The consumer health outlook in the US is still hazy as unemployment approaches 10 per cent and consumers build up their savings, leaving Starbucks preparing for more uncertainty before prosperity.

Alstead also said Starbucks would continue to use traditional marketing and social media such as Facebook to fight against attacks from competitors that have chided the worldwide coffee shop for being too pricey.

“Starbucks will not allow others to continue to define us in the customer’s eyes,” Alstead said.

Starbucks, which closed most of its Australian stores last year after failing to penetrate the local market, has elsewhere faced new competition in the premium coffee market from McDonald’s.

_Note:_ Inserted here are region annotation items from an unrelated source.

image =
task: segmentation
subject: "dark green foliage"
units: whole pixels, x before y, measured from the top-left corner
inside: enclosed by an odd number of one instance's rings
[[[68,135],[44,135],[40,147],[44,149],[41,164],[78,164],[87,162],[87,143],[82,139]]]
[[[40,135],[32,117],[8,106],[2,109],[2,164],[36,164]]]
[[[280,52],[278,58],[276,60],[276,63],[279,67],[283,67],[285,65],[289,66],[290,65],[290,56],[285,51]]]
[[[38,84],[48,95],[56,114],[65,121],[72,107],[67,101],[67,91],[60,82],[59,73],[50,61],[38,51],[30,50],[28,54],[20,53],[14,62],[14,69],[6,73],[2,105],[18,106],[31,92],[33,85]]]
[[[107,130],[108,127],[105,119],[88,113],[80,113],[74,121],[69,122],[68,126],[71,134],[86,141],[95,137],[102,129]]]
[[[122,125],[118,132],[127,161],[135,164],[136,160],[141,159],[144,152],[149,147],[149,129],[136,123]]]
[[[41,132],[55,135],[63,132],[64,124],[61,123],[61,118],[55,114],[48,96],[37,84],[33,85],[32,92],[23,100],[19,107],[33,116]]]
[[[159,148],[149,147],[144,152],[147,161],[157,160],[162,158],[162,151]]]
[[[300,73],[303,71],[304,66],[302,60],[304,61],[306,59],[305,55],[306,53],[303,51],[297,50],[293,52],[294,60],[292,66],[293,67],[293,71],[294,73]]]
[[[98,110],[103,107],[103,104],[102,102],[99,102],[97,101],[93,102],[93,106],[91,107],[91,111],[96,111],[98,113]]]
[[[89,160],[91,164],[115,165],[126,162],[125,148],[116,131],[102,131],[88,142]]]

Earlier this year, McDonald’s billboards in Seattle, Starbucks’ home turf, proclaimed: “Four bucks is dumb.”

But McDonald’s premium coffee launch, McCafe, may not be giving the chain the boost it wanted. McDonald’s has posted disappointing August same-store sales results, including a 1.7 per cent increase in the US, a figure Research Edge analyst Howard Penney says reflects consumers not taking to McCafe with the gusto predicted.

Starbucks shares have more than doubled this year and have bounced from a low of $US7.06 last November. McDonald’s shares, meanwhile, slumped on their results.

Starbucks has identified about 1000 stores it has closed or plans to close and expects to cut about $US550m of costs this year as it responds to a global economic slowdown. It is also making its supply chain more efficient and reducing waste in stores.

As it had improved store profitability, Starbucks was taking about 30 US stores off the list slated for closure, Alstead said.

The company would eventually resume opening new stores in the US, though saw more potential for growth overseas, he said.